New method for analyzing metalloproteins

Researchers have developed a new method to analyze metalloproteins with only a tiny liquid sample. This breakthrough was achieved by a research team led by Associate Professor Eiji Ohmichi and Tsubasa Okamoto at the Kobe University Graduate School of Science. The findings were published on November 28 in Applied Physics Letters.

Metalloproteins (also known as metal-binding proteins) play vital roles for oxygen transport and storage, electron transport, oxidation and reduction. In many cases, the metal ions in these proteins are the active centers for these activities, so by identifying the exact state of these ions, we can understand the mechanisms behind their functions.

An experimental method called electron paramagnetic resonance (EPR) can be used to measure the state of electron ions in proteins. Effective EPR techniques require a certain amount of specimen volume for sensitive measurements. However, many metalloproteins are difficult to isolate and refine, so researchers can only obtain small samples.

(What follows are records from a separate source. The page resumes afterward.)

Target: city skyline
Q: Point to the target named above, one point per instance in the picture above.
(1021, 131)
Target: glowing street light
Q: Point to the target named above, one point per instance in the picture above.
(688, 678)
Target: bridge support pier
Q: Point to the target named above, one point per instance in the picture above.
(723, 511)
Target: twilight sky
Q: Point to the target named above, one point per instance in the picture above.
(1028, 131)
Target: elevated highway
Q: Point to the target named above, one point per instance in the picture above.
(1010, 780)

Conventional EPR measurements detect the electromagnetic waves absorbed by metal ions. The notable feature of this study is the use of a trampoline-shaped device called a nanomembrane (figure 1(a)). In EPR, the electron spin transitions to a high-energy state by absorbing electromagnetic waves, but at the same time, the spin direction reverses, and the magnetic properties of the metal ions also change. Before the experiment, the research team attached tiny magnets to the nanomembrane, so the changes in the force of attraction between the magnets and the metal ions are transformed into a force on the nanomembrane, and this EPR signal is detected. Since the nanomembrane is very thin—just 100 nm (=0.1 μm) we can sensitively measure small changes in force that accompany EPR absorption.

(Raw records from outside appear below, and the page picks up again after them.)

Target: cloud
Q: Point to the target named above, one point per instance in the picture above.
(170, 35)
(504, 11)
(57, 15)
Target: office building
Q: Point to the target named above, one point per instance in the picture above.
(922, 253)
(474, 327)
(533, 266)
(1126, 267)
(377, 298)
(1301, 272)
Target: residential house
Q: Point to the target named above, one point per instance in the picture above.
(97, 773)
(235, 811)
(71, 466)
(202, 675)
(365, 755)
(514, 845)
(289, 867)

The solution specimen is placed in a solution cell directly above the membrane (figure 1(b)). The cell volume is just 50μL (=0.05 cc), and the team adds about 1-10μL(0.001-0.01 cc) of solution for measurement. In order to prevent the solution from evaporating, the cell is covered with a resin lid. In this method the thin and fragile nanomembrane is independent from the solution cell, making it easy to switch specimens (figure 1(c)).

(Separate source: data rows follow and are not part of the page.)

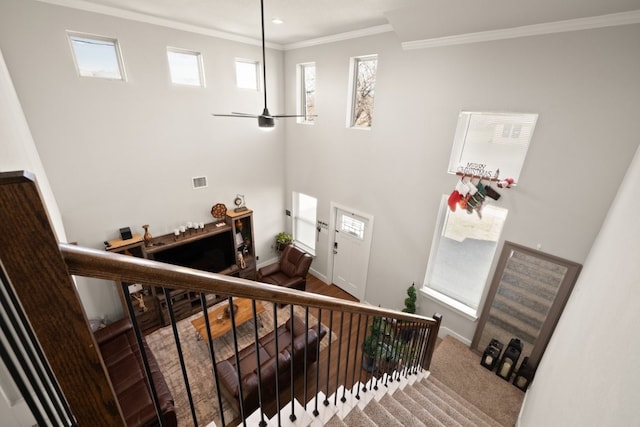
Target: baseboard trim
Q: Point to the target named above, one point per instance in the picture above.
(320, 276)
(443, 332)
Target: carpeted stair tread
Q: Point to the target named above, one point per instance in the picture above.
(399, 411)
(357, 418)
(459, 402)
(439, 408)
(379, 415)
(461, 411)
(419, 411)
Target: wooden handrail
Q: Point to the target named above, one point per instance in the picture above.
(111, 266)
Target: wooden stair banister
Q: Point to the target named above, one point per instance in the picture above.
(38, 274)
(105, 265)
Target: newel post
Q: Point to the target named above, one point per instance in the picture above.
(431, 345)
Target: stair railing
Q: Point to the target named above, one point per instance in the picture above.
(40, 272)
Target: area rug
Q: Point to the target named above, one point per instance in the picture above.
(458, 367)
(198, 362)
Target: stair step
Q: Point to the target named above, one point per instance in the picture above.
(419, 411)
(325, 413)
(457, 402)
(358, 418)
(419, 400)
(379, 415)
(400, 412)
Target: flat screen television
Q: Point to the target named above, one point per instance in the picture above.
(214, 253)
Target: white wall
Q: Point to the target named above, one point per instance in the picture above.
(583, 85)
(590, 371)
(18, 152)
(123, 153)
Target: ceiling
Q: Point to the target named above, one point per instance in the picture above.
(306, 20)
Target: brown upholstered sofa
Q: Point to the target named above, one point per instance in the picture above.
(122, 358)
(228, 374)
(290, 271)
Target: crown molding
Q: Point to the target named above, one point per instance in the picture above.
(379, 29)
(148, 19)
(610, 20)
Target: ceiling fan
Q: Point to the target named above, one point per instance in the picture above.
(265, 120)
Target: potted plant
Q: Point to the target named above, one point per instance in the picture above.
(371, 344)
(283, 239)
(379, 348)
(410, 300)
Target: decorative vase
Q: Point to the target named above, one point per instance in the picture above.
(147, 236)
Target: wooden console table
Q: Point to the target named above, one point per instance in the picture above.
(220, 323)
(214, 248)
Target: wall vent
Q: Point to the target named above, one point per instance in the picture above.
(199, 182)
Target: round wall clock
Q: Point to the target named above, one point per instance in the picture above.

In order to evaluate the performance of this setup, the team carried out EPR measurement over a high-frequency (over 0.1 THz) for an iron-containing protein called myoglobin and its model complex hemin chloride (figure 2). The team succeeded in detecting EPR signals across a wide wave frequency (0.1-0.35 THz) for a 50 mM concentration, 2μL hemin chloride solution. They also observed a characteristic EPR signal for a 8.8 mM, 10μL specimen of myoglobin solution. A great advantage of this method is the ability to measure across a wide frequency range, making it applicable for metalloproteins with a variety of magnetic properties.

Professor Ohmichi comments: "This new method makes it possible to determine to a detailed level the state of the metal ions in a tiny amount of metalloprotein solution. We may be able to apply the method to metalloproteins that previously could not be measured. For example, in our metabolisms, a metalloprotein called peroxidase plays a crucial role by converting hydrogen peroxide into water, making it harmless, but the details of the mechanism for this reactive process are still unclear. The results from this study can potentially be applied as a leading analysis method to shed light on this sort of vital phenomenon."